Unfortunately, solutions are getting even rarer in the EU. Unelected President of the European Commission Jose Manuel Durao Barroso, whose pals back in Lisbon call him Durao Barroso and face 152 billion and skyrocketing euros of Portuguese national debt, said taking the world’s ultimate peace trophy home to Europe’s experimental capital in Brussels was proof that “the EU remains an inspiration for countries and people all over the world.”

Everywhere that is except in the yellow snow of Norway, where opinion polls consistently show the ersatz OPEC nation of peace connoisseurs want absolutely nothing to do with the EU’s debt crisis, crumbling currency, unemployment and the possibility of hundreds of thousands of angry 2012 Nobel Peace Prize winners arriving by ferry to riot against tax hikes and job cuts.

Manuel Reyes knows a lousy promotional campaign when he sees one.
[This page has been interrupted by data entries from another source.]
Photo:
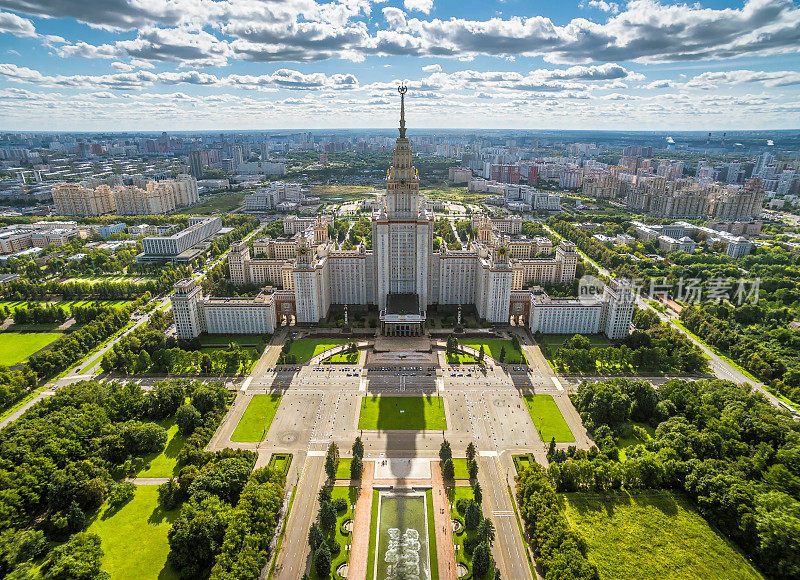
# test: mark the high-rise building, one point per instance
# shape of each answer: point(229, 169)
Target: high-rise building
point(76, 200)
point(401, 275)
point(195, 164)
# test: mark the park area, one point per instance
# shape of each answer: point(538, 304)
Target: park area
point(404, 544)
point(257, 418)
point(493, 347)
point(16, 347)
point(412, 413)
point(134, 537)
point(222, 203)
point(547, 419)
point(164, 463)
point(304, 349)
point(652, 535)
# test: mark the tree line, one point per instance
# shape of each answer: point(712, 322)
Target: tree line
point(61, 461)
point(728, 448)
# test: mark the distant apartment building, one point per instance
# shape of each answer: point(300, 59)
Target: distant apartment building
point(505, 173)
point(609, 314)
point(459, 175)
point(76, 200)
point(272, 196)
point(173, 247)
point(157, 197)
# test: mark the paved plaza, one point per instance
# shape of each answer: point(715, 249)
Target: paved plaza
point(321, 403)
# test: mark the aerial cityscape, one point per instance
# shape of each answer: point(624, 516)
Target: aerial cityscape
point(401, 290)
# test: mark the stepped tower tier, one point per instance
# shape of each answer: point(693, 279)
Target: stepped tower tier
point(402, 229)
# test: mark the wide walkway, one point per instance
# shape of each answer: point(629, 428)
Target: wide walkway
point(443, 523)
point(359, 548)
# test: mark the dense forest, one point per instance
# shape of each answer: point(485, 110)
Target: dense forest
point(745, 306)
point(63, 459)
point(728, 449)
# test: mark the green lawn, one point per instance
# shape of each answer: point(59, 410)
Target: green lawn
point(548, 419)
point(434, 557)
point(281, 461)
point(460, 468)
point(257, 418)
point(492, 347)
point(134, 538)
point(462, 557)
point(135, 279)
point(373, 535)
point(655, 535)
point(523, 461)
point(15, 347)
point(343, 469)
point(164, 464)
point(340, 536)
point(223, 203)
point(461, 359)
point(350, 358)
point(307, 348)
point(415, 413)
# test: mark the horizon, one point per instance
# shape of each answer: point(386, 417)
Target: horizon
point(644, 65)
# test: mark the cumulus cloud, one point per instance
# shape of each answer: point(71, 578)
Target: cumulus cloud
point(779, 78)
point(418, 5)
point(13, 24)
point(307, 30)
point(603, 6)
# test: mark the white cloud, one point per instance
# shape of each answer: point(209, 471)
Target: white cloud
point(419, 5)
point(604, 6)
point(16, 25)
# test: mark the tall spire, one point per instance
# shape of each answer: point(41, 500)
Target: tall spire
point(402, 89)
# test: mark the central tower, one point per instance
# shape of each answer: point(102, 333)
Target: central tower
point(402, 228)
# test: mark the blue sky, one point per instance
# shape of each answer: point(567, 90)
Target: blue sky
point(273, 64)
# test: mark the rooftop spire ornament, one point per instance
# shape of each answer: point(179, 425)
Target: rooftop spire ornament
point(402, 89)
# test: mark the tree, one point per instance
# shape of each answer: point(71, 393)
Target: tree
point(477, 492)
point(327, 517)
point(78, 559)
point(197, 534)
point(332, 460)
point(315, 537)
point(205, 364)
point(448, 471)
point(356, 467)
point(358, 448)
point(445, 452)
point(472, 516)
point(76, 520)
point(481, 560)
point(322, 560)
point(486, 532)
point(472, 468)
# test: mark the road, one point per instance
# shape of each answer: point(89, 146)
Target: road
point(294, 555)
point(83, 371)
point(509, 549)
point(720, 368)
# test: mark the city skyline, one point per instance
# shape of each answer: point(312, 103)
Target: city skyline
point(598, 65)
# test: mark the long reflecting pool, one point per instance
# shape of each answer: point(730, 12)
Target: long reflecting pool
point(402, 547)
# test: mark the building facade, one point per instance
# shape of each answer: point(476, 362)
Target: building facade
point(401, 274)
He’s the chief executive officer of Cortex Media Inc., a Miami-based firm that tracks and gauges the impact of the advertising and public relations efforts undertaken by global clients such as pharmaceutical giant Sanofi SA and the automobile maker BMW GmBh.

Reyes was flying over Oslo on his way to Paris when Jagland dropped the bomb. As he tells it, the 2012 Peace Prize detonated a crater bigger than anything Alfred Nobel could have mustered with his dynamite.

“This is certainly the silliest and most damaging statement the Nobel Committee could have made to Europe falling apart,” Reyes says. “The Nobel Peace Prize once recognized the grand and inspirational achievements of great individuals like Nelson Mandela, Desmond Tutu and Martin Luther King. The Nobel Committee is now into making political statements, which is their right, but they do it so very badly.”

Such is the beauty of the Nobel Peace Prize, which bookmakers say will next season go to King Lear for his efforts to combat madness.